Fair Fight ordered to repay $231K after losing Georgia election case

Total cost of defending the state’s voting laws approached $6M

Fair Fight Action and other plaintiffs must repay the state over $231,000 after the organization lost its lawsuit that alleged Georgia laws violated voting rights, according to a court order Tuesday.

The costs include nearly $193,000 for trial and deposition transcripts and over $38,000 for copies of thousands of exhibits the state used in the four-year case that started after Democrat Stacey Abrams’ loss to Republican Brian Kemp in the 2018 race for governor.

“This is a win for taxpayers and voters who knew all along that Stacey Abrams’ voter suppression claims were false. It has never been easier to vote and harder to cheat in the state of Georgia,” Republican Secretary of State Brad Raffensperger said. “This is a start, but I think Stacey Abrams should pay back the millions of taxpayer dollars the state was forced to spend to disprove her false claims.”

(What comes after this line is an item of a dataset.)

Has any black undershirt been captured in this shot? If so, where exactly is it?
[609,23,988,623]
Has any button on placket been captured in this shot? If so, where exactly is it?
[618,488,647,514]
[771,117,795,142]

Overall, the cost to taxpayers in defending the lawsuit in federal court was nearly $6 million, according to the attorney general’s office.

But only $231,000 of that amount was recovered from the plaintiffs through the court’s order. Attorney fees for the government’s lawyers won’t be repaid.

U.S. District Judge Steve Jones ruled against Fair Fight Action on all counts in September, dismissing allegations that the state’s voting laws were illegal or discriminatory.

The plaintiffs had challenged Georgia’s “exact match” voter registration policy, absentee ballot cancellation practices and registration inaccuracies that arose from voters who alleged problems in the 2018 and 2020 elections.

Jones found that while Georgia’s election system was imperfect, it didn’t violate the U.S. Constitution or the Voting Rights Act, which prohibits racial discrimination in elections.

Fair Fight Action spokeswoman Xakota Espinoza said Raffensperger has failed to make improvements suggested by the judge to prevent problems with voter registrations of former felons and new citizens.

“While the secretary of state’s inaction is shameful, it is far from surprising,” Espinoza said. “Raffensperger has never wavered in his commitment to disregarding voters’ concerns, ignoring barriers, scapegoating elections administration, and sowing confusion in Georgia’s elections.”